Questa opzione comporta (è il secondo punto) che la scelta di sinistra implichi la rottura con il “cartello” delle grandi opere inutili. E’ ormai chiaro come, cambiando i governi - da Berlusconi a Renzi e Gentiloni con vari passaggi di mano - rimanga tuttavia saldo il partito delle grandi opere, l’unico che non teme la fuga degli iscritti; il partito che condizionando le politiche economiche, la distribuzione delle risorse finanziarie, il bilancio dello Stato, costituisce un potente freno allo sviluppo economico, oltre che causa delle crescenti diseguaglianze reddituali. 

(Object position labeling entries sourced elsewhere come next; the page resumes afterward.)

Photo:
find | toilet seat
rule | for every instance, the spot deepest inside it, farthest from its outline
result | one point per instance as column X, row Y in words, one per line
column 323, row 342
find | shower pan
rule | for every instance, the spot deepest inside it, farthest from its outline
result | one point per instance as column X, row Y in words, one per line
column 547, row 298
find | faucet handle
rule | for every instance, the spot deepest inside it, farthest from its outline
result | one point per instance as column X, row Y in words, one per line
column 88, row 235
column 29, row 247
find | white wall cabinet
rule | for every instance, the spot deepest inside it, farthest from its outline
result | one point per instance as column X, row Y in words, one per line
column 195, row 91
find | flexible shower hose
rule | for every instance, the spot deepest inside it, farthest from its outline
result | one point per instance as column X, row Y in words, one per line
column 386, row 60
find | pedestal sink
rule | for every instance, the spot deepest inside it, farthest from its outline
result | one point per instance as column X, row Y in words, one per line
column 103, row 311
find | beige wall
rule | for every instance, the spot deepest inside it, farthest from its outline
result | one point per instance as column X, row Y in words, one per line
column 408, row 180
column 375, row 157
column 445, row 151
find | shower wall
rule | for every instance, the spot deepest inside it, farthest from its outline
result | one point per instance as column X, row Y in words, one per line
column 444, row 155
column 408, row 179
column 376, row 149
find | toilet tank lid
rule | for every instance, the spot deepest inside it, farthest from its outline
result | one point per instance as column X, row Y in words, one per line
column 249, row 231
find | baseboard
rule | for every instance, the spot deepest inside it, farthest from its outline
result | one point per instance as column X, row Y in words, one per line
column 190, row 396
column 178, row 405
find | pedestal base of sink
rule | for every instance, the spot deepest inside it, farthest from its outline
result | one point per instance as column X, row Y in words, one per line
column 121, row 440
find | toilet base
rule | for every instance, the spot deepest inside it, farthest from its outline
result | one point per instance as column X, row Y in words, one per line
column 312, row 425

Si tratta di un blocco che vede solidali politici, mediatori, lobbisti, grandi imprese di costruzioni e banche erogatrici di crediti garantiti dallo Stato; un cartello che alimenta la corruzione pervasiva del sistema politico e della casta, mentre allo stesso tempo è un macigno che ostacola la crescita, perché destina gran parte degli investimenti pubblici a settori ultra maturi e con una bassissima componente occupazionale, sottraendoli alle componenti innovative dell’economia, quelle che creano ricchezza immateriale e danno possibilità di lavoro qualificato ai giovani ora costretti a cercarlo all’estero - il flusso migratorio che più di ogni altro dovrebbe preoccupare i nostri ministri. 

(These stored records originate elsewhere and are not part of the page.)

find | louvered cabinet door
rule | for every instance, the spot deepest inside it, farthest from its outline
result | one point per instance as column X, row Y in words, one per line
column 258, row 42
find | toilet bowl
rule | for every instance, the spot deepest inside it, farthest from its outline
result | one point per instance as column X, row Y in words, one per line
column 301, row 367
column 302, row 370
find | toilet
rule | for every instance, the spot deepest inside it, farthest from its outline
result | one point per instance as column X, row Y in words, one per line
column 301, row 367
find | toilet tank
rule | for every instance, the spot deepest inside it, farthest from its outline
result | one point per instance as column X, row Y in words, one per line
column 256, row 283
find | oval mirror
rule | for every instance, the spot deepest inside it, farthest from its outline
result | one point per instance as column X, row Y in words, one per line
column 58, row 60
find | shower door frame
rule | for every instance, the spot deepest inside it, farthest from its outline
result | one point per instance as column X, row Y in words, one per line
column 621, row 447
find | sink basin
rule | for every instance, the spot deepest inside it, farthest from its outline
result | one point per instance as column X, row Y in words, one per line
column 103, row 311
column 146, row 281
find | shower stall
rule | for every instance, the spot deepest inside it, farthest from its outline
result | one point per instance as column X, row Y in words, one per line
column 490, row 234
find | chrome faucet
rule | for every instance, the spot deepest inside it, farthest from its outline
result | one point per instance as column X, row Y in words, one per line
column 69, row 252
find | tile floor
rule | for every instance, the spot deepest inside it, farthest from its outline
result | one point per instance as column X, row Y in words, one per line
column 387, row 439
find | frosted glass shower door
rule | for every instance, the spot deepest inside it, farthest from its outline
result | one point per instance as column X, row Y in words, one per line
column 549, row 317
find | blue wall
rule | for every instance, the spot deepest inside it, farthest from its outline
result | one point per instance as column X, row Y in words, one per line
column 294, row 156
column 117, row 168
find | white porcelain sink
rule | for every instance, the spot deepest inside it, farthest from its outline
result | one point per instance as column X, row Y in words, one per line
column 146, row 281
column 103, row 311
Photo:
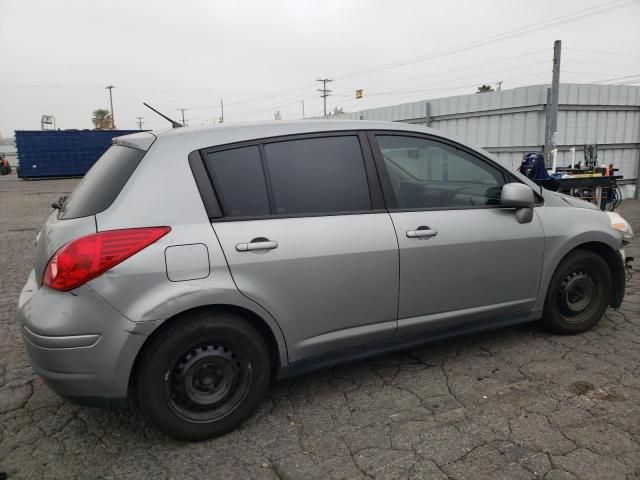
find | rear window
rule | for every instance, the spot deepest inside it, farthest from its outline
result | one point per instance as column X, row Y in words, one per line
column 102, row 183
column 318, row 175
column 239, row 181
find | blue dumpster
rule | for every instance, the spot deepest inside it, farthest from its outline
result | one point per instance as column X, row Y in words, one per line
column 61, row 153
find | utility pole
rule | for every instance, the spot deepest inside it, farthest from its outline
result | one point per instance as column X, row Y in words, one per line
column 324, row 92
column 182, row 110
column 113, row 115
column 551, row 136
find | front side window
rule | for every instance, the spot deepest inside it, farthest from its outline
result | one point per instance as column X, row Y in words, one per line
column 317, row 175
column 427, row 174
column 239, row 180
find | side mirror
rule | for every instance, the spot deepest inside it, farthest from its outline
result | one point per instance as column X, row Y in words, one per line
column 520, row 197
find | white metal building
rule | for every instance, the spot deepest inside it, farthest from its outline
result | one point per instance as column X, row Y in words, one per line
column 509, row 123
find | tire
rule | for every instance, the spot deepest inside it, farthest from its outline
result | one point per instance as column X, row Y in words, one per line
column 203, row 375
column 578, row 294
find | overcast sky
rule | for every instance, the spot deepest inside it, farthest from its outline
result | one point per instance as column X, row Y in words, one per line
column 56, row 57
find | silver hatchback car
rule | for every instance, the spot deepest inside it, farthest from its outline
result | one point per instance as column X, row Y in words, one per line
column 190, row 267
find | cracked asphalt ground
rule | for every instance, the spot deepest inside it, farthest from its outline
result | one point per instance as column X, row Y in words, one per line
column 516, row 403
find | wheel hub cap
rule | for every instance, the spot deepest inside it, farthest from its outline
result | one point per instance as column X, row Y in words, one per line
column 576, row 293
column 207, row 382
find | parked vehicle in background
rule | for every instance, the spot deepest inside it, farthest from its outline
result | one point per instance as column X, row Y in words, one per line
column 5, row 166
column 274, row 249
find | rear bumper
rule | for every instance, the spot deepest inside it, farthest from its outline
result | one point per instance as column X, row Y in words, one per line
column 79, row 344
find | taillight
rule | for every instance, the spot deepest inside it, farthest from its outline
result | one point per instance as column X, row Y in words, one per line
column 88, row 257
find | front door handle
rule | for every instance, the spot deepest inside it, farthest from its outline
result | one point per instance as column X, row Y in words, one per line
column 422, row 232
column 257, row 244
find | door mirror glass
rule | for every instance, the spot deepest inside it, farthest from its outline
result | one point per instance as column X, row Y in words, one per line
column 517, row 195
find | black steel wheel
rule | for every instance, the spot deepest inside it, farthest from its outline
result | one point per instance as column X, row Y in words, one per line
column 578, row 294
column 203, row 374
column 208, row 382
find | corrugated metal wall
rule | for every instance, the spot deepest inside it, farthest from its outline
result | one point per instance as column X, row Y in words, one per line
column 511, row 122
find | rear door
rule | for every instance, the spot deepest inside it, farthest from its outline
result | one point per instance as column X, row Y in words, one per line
column 307, row 237
column 463, row 257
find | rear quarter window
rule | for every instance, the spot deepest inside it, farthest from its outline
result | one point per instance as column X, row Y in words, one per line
column 102, row 183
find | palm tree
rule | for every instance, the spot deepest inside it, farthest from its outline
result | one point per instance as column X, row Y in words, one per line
column 485, row 88
column 102, row 119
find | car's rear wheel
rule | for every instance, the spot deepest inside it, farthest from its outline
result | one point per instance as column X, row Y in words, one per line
column 203, row 375
column 578, row 294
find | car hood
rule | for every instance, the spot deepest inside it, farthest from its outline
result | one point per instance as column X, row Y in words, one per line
column 562, row 200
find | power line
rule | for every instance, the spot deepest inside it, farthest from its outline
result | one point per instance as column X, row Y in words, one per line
column 603, row 63
column 599, row 52
column 113, row 115
column 435, row 74
column 578, row 15
column 615, row 78
column 183, row 110
column 325, row 92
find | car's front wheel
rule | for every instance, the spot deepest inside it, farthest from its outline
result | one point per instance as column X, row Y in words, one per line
column 578, row 294
column 203, row 375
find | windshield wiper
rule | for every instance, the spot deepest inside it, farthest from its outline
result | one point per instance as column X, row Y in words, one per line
column 58, row 204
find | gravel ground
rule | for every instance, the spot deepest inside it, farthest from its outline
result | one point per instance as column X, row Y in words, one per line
column 515, row 403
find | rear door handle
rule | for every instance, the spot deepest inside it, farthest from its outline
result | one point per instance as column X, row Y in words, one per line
column 422, row 232
column 257, row 245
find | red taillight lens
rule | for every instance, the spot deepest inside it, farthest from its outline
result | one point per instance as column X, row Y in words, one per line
column 88, row 257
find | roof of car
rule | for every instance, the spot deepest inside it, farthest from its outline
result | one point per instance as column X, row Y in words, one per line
column 195, row 138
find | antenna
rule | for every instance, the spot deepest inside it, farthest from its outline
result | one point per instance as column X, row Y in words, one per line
column 174, row 124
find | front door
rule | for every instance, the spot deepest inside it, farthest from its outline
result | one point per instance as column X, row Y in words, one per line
column 308, row 244
column 463, row 257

E’ questa inversione di rotta ciò che chiedono, dal basso, i comitati, le associazioni, i cittadini. Invece, finora Rossi si è mosso esattamente nella stessa direzione del partito che ha abbandonato, sostenendo in Toscana le imprese più inutili, dannose e dispendiose, tra cui spicca il sottoattraversamento di Firenze da parte dell’alta velocità, il nuovo aeroporto, l’autostrada tirrenica, addirittura paragonata alla “strada dell’uomo” e opposta alla “strada dell’asino”, infelice citazione di Le Corbusier. Si obietta che Rossi finora non poteva fare altrimenti, perché condizionato dal partito di Renzi. Ma ora è libero, anzi, si è liberato. Ci attendiamo comportamenti conseguenti se vuole inaugurare una nuova politica di sinistra. A meno che, come non ci auguriamo, non sia tutto una questione di posizionamenti, carriere e rapporti di potere.